In dit project zijn verschillende methoden voor het maken van lange regiospecifieke tijdreeksen voor neerslag kwalitatief vergeleken (Hoofdstuk 3 en 4). Voor zowel het huidige als voor het toekomstige klimaat is telkens één methode verder uitgewerkt.
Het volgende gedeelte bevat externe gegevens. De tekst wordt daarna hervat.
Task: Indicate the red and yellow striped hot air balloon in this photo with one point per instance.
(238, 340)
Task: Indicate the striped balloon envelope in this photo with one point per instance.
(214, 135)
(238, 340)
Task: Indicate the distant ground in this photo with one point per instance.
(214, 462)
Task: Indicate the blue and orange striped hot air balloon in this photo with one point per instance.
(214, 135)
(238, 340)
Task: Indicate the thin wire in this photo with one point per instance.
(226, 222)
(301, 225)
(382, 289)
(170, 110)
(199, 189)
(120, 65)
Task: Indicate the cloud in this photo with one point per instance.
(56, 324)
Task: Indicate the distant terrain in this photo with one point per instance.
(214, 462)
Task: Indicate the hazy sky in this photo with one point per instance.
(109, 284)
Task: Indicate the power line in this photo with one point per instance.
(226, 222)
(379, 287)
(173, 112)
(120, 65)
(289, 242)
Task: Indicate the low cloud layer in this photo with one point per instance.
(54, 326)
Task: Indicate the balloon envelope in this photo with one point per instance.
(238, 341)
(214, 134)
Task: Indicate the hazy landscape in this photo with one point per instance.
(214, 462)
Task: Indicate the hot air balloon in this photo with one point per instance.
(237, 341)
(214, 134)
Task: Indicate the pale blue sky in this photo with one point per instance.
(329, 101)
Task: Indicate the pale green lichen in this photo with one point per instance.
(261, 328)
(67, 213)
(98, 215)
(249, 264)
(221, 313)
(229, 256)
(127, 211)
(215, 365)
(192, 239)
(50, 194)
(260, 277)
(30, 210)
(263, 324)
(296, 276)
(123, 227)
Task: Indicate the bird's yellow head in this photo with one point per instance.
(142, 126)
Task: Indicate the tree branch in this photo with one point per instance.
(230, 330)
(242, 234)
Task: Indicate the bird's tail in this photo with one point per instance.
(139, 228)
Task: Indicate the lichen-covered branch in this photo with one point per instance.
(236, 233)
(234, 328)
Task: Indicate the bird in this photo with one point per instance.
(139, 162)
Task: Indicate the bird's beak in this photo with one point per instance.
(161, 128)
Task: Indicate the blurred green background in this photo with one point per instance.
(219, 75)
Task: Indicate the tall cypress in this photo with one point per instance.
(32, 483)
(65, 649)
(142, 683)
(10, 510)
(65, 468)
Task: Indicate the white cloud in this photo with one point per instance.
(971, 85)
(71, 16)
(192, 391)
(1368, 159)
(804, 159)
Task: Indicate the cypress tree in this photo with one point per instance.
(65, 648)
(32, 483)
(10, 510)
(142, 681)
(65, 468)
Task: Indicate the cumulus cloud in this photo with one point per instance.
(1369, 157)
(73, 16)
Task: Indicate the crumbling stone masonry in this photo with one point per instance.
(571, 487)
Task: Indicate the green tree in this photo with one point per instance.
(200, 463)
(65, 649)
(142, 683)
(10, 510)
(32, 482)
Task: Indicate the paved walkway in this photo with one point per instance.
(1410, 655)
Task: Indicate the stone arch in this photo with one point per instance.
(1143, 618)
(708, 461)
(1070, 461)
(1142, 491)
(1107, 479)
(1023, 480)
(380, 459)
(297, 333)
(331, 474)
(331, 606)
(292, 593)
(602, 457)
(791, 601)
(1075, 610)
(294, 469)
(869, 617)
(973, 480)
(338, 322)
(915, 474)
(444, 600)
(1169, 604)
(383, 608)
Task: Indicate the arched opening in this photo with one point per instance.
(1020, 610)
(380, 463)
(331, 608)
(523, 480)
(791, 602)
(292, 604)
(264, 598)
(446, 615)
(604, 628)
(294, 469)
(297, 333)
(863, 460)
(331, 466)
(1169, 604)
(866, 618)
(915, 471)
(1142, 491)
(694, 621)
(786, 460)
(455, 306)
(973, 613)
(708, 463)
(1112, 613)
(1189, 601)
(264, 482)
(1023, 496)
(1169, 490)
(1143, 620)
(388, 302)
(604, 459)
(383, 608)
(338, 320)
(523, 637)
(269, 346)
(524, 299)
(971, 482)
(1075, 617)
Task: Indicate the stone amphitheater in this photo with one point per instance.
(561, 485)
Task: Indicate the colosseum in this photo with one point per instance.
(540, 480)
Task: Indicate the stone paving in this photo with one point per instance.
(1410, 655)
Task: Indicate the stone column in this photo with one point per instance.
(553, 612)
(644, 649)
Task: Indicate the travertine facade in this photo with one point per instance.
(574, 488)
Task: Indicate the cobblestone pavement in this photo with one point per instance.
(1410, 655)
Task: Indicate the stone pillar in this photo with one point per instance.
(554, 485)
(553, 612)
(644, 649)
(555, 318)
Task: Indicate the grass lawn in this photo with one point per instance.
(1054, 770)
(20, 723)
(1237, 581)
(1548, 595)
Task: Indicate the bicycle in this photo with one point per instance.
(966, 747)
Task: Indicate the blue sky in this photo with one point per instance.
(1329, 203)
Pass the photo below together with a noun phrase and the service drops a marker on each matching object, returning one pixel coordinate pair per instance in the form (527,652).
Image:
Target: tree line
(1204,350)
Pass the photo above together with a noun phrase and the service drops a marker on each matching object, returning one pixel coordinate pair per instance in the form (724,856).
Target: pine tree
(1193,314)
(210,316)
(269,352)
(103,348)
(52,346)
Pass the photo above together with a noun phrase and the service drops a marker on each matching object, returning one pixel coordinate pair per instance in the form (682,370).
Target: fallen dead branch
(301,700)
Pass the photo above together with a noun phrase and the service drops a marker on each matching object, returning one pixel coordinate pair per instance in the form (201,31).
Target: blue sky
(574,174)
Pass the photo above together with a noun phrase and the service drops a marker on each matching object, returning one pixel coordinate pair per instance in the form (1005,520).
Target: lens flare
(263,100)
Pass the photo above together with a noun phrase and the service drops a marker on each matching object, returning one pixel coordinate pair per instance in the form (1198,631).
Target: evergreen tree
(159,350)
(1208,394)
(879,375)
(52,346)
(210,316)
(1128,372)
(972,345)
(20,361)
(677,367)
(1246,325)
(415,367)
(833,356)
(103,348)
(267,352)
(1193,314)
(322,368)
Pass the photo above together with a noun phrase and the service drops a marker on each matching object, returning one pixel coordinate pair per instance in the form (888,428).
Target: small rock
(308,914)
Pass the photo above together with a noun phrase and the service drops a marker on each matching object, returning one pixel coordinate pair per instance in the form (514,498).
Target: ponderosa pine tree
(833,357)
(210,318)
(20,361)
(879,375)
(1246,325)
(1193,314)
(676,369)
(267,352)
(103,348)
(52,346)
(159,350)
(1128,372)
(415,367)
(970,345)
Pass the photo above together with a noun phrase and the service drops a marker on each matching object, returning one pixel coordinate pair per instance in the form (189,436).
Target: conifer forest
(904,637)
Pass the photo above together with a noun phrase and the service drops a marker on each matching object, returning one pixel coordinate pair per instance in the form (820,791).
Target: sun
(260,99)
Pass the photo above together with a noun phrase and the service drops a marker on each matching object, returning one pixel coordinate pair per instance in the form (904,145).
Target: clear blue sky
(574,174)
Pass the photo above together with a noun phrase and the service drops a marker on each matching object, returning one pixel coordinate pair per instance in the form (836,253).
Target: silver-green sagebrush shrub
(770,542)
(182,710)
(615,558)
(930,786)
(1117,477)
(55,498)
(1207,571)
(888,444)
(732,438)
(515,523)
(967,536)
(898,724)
De belangrijkste resultaten en conclusies zijn:
• Ontwikkel een methode om neerslagreeksen op uurbasis voor het huidige klimaat te maken die het klimaat binnen Zuid-Holland beter weergeeft dan de huidige methode. De ontwikkelde methode voor het genereren van regiospecifieke lange neerslagreeksen op uurbasis voor het huidige klimaat (Hoofdstuk 3) gebruikt dagneerslagreeksen uit het gebied zelf en geeft daardoor de meeste neerslagkarakteristieken van het gebied beter weer dan de methode die tot nu toe werd gebruikt (De Bilt + 10%): jaarneerslag, jaarlijkse gang, lengte droge en natte perioden, meerdaagse extremen. Ook overschat de methode de extreme uurneerslag minder dan de huidige methode, maar de extreme 24-uursneerslag wordt onderschat;
• Ontwikkel een methode om neerslagtijdreeksen op uurbasis voor het toekomstige klimaat te maken. De ontwikkelde methode (Hoofdstuk 4) is vergelijkbaar en consistent met het de tool voor het genereren van tijdreek-sen op dagbasis. Ook neemt de methode het wetenschappelijk inzicht goed mee dat de extreme uurneerslag meer kan toenemen dan de extreme dagneerslag. Voorlopige schattingen voor onder- en bovengrenzen voor de verandering van de extreme uurneerslag binnen de KNMI’06 klimaatscenario’s zijn aangegeven (rond 2100 in de zomermaanden een toename van 18-81%, in de wintermaanden van 13-46%), maar er is nog veel onzekerheid over hoeveel de extreme uurneerslag kan veranderen.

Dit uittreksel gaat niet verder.